Sometimes you need to generate sample data, like random data for tests. Sometimes you need to generate it with huge amount of code you have in your ORM mappings, just because an architect decided that all the logic needs to be stored in the ORM, and the database should be just a dummy data container. The real reason is not important - the problem is: let’s generate lots of, millions of rows, for a sample table from ORM mappings.
Sometimes the data is read from a file, but due to business logic kept in ORM, you need to load the data from file to ORM and then save the millions of ORM objects to database.
This can be done in many different ways, but here I will concentrate on making that as fast as possible.
I will use PostgreSQL and SQLAlchemy (with psycopg2) for ORM, so all the code will be implemented in Python. I will create a couple of functions, each implementing another solution for saving the data to the database, and I will test them using 10k and 100k of generated ORM objects.
The table I used is quite simple, just a simplified blog post:
CREATE TABLE posts ( id SERIAL PRIMARY KEY, title TEXT NOT NULL, body TEXT NOT NULL, payload TEXT NOT NULL );
SQLAlchemy MappingI'm using SQLAlchemy for ORM, so I need a mapping, I will use this simple one:
class BlogPost(Base): __tablename__ = "posts" id = Column(Integer, primary_key=True) title = Column(Text) body = Column(Text) payload = Column(Text)
The payload field is just to make the object bigger, to simulate real life where objects can be much more complicated, and thus slower to save to the database.
Generating Random Object
The main idea for this test is to have a randomly generated object, however what I really check is the database speed, and the whole randomness is used at the client side, so having a randomly generated object doesn’t really matter at this moment. The overhead of a fully random function is the same regardless of the method of saving the data to the database. So instead of randomly generating the object, I will use a static one, with static data, and I will use the function below:
TITLE = "title" * 1764 BODY = "body" * 1764 PAYLOAD = "dummy data" * 1764 def generate_random_post(): "Generates a kind of random blog post" return BlogPost(title=TITLE, body=BODY, payload=PAYLOAD)
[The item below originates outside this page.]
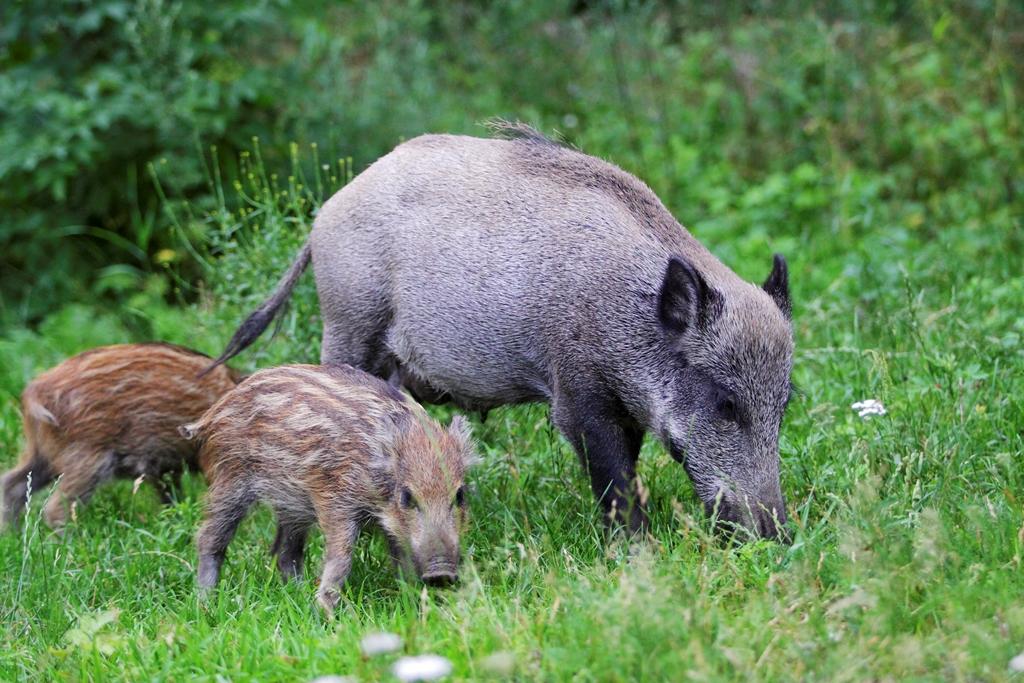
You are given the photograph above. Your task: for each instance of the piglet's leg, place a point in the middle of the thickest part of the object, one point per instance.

Generally there are two main ideas for such a bulk inserting of multiple ORM objects:
- Insert them one-by-one with autocommit
- Insert them one-by-one in one transaction
Save One By One
This is the simplest way. Usually we don’t save just one object, but instead we save many different objects in one transaction, and making a couple of related changes in multiple transactions is a great way leading to a database with bad data.
For generating millions of unrelated objects this shouldn’t cause data inconsistency, but this is highly inefficient. I’ve seen this multiple times in code: create an object, save it to the database, commit, create another object and so on. It works, but is quite slow. Sometimes it is fast enough, but for the cost of making a very simple change in this algorithm we can make it 10 times faster.
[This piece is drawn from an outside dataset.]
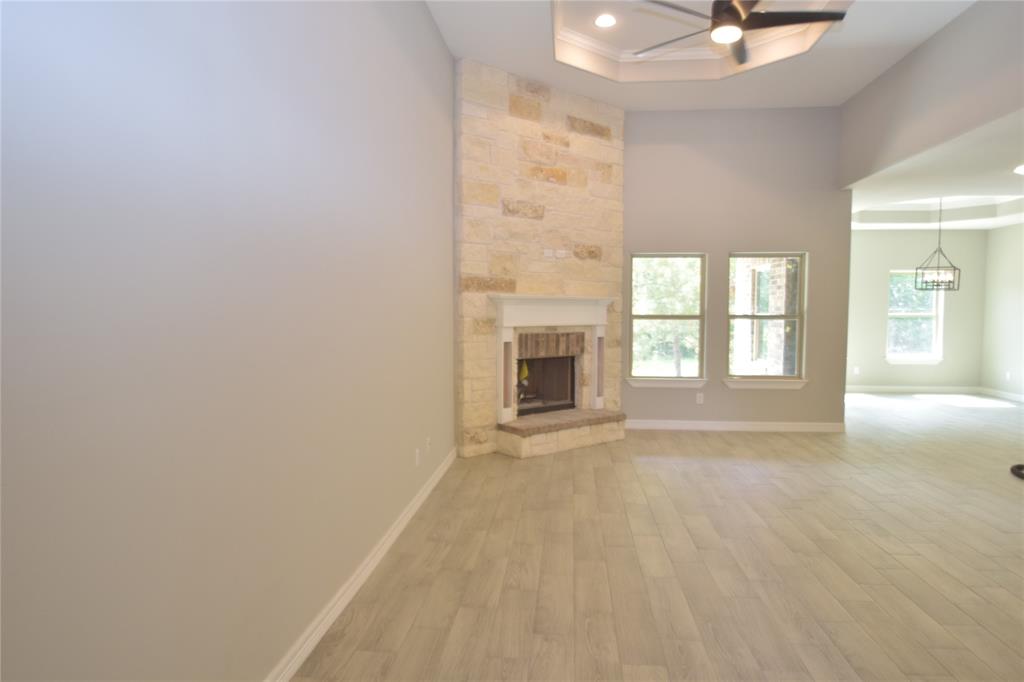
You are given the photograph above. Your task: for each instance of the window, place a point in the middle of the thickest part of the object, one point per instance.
(766, 314)
(914, 330)
(668, 310)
I’ve implemented this algorithm in the function below:
def save_objects_one_by_one(count=MAX_COUNT): for i in xrange(1, MAX_COUNT+1): post = generate_random_post() session.add(post) session.commit()
Save All in One Transaction
This solution is as simple as: create objects, save them to the database, commit the transaction at the end, so do everything in one huge transaction.
The implementation differs only by four spaces from the previous one, just run
commit() once, after adding all
def save_objects_one_transaction(count=MAX_COUNT): for i in xrange(1, MAX_COUNT+1): post = generate_random_post() session.add(post) session.commit()
I ran the tests multiple times, truncating the table each time. The average results of saving 10k objects were quite predictable:
- Multiple transactions - 268 seconds
- One transaction - 25 seconds
The difference is not surprising, the whole table size is 4.8MB, but after each transaction the database needs to write the changes on disk, which slows the procedure a lot.
So far, I’ve described the most common methods of generating and storing many ORM objects. I was wondering about another, which may seem surprising a little bit at the beginning.
PostgreSQL has a great
COPY command which can copy data between a table and a file. The file format is simple: one table
row per one file row, fields delimited with a defined delimiter etc. It can be a normal csv or tsv file.
My crazy idea was: how about using the
COPY for loading all the generated ORM objects? To do that, I need to
serialize them to a text representation, to create a text file with all of them. So I created a simple function, which
does that. This function is made outside the BlogPost class, so I don't need to change the data model.
def serialize_post_to_out_stream(post, out): import csv writer = csv.writer(out, delimiter="\t", quoting=csv.QUOTE_MINIMAL) writer.writerow([post.title, post.body, post.payload])
The function above gets two parameters:
post- the object to be serialized
out- the output stream where the row with the
postobject will be saved, in Python it is a file-like object, so an object with all the functions a
Here I use a standard
csv module, which supports reading and writing csv files. I really don’t want to write my own
function for escaping all the possible forms of data I could have - this usually leads to many tricky bugs.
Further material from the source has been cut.